At least 44 of the dead were brought to the Dhaka Medical College Hospital, an AFP correspondent said, reporting all had bullet wounds.
Police said 11 others were killed elsewhere in the capital and another in the port city of Chittagong.
Sunday’s death toll, which included at least 13 policemen, was the highest for a single day from any protests in Bangladesh’s recent history, surpassing the 67 deaths reported on July 19 when students took to the streets against the quotas.
Last month, at least 150 people were killed and thousands injured in violence touched off by student groups protesting against the job quotas.
The government declared the indefinite nationwide curfew starting at 6pm local time on Sunday and also announced a three-day general holiday starting from Monday.

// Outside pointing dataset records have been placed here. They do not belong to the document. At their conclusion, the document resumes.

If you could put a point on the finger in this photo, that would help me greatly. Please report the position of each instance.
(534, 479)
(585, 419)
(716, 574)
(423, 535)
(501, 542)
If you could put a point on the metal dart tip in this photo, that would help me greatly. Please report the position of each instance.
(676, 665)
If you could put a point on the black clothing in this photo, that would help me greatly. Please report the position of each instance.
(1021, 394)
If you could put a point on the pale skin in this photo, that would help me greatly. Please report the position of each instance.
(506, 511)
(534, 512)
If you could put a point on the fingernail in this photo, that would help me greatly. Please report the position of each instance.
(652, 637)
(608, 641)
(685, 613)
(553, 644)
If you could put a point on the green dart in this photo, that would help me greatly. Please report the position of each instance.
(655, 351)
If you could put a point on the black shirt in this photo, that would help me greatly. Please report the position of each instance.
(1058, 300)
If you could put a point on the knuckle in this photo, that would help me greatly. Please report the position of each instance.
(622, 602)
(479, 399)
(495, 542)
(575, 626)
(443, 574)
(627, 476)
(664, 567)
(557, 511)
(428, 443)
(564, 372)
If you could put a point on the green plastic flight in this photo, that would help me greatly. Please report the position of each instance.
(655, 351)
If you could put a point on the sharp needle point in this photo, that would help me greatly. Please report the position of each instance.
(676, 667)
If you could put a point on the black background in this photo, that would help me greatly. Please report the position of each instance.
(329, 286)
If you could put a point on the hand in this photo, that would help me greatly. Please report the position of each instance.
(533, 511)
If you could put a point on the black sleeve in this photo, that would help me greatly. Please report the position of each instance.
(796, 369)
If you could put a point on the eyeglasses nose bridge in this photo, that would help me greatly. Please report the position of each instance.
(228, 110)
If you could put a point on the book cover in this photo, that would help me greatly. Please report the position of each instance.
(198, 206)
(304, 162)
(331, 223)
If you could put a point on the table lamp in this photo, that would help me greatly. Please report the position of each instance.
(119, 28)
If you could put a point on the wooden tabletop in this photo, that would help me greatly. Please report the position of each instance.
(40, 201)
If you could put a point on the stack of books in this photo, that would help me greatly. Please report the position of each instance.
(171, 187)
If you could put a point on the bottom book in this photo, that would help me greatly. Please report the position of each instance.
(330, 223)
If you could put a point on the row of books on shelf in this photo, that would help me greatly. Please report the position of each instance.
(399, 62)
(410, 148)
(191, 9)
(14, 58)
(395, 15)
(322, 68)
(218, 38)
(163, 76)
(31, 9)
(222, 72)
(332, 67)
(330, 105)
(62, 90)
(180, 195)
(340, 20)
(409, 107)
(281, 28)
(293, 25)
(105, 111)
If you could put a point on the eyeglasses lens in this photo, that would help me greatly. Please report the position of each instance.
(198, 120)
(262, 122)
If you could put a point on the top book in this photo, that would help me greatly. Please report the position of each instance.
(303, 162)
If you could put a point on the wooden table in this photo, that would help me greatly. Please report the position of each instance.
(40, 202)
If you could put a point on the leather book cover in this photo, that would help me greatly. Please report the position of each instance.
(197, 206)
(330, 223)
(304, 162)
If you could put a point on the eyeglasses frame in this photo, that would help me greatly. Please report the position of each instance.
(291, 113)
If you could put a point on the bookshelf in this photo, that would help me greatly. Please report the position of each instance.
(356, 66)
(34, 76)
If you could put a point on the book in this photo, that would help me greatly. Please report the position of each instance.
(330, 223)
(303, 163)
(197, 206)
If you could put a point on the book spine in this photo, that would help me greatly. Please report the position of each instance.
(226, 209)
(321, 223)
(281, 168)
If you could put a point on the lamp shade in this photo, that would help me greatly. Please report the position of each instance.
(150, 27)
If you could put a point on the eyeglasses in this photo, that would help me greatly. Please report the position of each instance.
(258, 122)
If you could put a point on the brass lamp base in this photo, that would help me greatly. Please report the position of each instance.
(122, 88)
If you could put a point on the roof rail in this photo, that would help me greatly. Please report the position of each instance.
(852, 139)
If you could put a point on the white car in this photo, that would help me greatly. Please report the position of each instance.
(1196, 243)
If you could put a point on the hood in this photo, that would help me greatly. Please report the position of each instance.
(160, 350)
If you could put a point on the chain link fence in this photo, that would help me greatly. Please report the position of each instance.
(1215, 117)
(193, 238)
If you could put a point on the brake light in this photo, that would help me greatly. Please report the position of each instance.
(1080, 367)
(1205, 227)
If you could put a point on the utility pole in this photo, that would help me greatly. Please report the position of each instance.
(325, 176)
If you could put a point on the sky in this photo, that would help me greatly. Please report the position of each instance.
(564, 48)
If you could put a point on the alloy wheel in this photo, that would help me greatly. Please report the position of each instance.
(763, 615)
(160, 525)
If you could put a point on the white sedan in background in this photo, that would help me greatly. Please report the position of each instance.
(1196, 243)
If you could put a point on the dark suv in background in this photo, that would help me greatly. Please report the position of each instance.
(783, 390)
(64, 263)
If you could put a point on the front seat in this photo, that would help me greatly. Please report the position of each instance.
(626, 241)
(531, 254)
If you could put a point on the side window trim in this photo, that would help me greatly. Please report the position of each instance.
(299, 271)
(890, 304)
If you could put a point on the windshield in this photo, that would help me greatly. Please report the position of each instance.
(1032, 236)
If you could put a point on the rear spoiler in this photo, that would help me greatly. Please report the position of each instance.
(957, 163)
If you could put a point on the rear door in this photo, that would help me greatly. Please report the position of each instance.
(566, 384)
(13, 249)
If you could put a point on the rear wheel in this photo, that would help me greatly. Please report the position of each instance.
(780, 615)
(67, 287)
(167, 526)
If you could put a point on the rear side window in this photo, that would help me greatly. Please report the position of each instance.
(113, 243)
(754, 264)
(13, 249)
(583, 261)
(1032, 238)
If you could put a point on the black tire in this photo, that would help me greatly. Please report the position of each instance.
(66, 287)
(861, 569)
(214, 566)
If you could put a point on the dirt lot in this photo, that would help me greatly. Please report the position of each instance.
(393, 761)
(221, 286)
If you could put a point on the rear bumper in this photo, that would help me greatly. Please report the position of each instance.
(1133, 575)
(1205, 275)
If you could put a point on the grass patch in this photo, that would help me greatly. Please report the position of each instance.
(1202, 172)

Over the weekend, there were attacks, vandalism and arson targeting government buildings, offices of Hasina’s Awami League party, police stations and houses of public representatives.
Garment factories in the country, which supply apparel to some of world’s top brands, were closed indefinitely.
The role of the country’s army in tackling the violence had come into focus with a group of retired military officers urging Hasina to withdraw troops from the streets and undertake “political initiatives” to resolve the crisis.
Critics of Hasina, along with human rights groups, have accused her government of using excessive force against protesters, a charge she and her ministers deny.
Hasina had said that “those who are carrying out violence are not students but terrorists who are out to destabilise the nation”.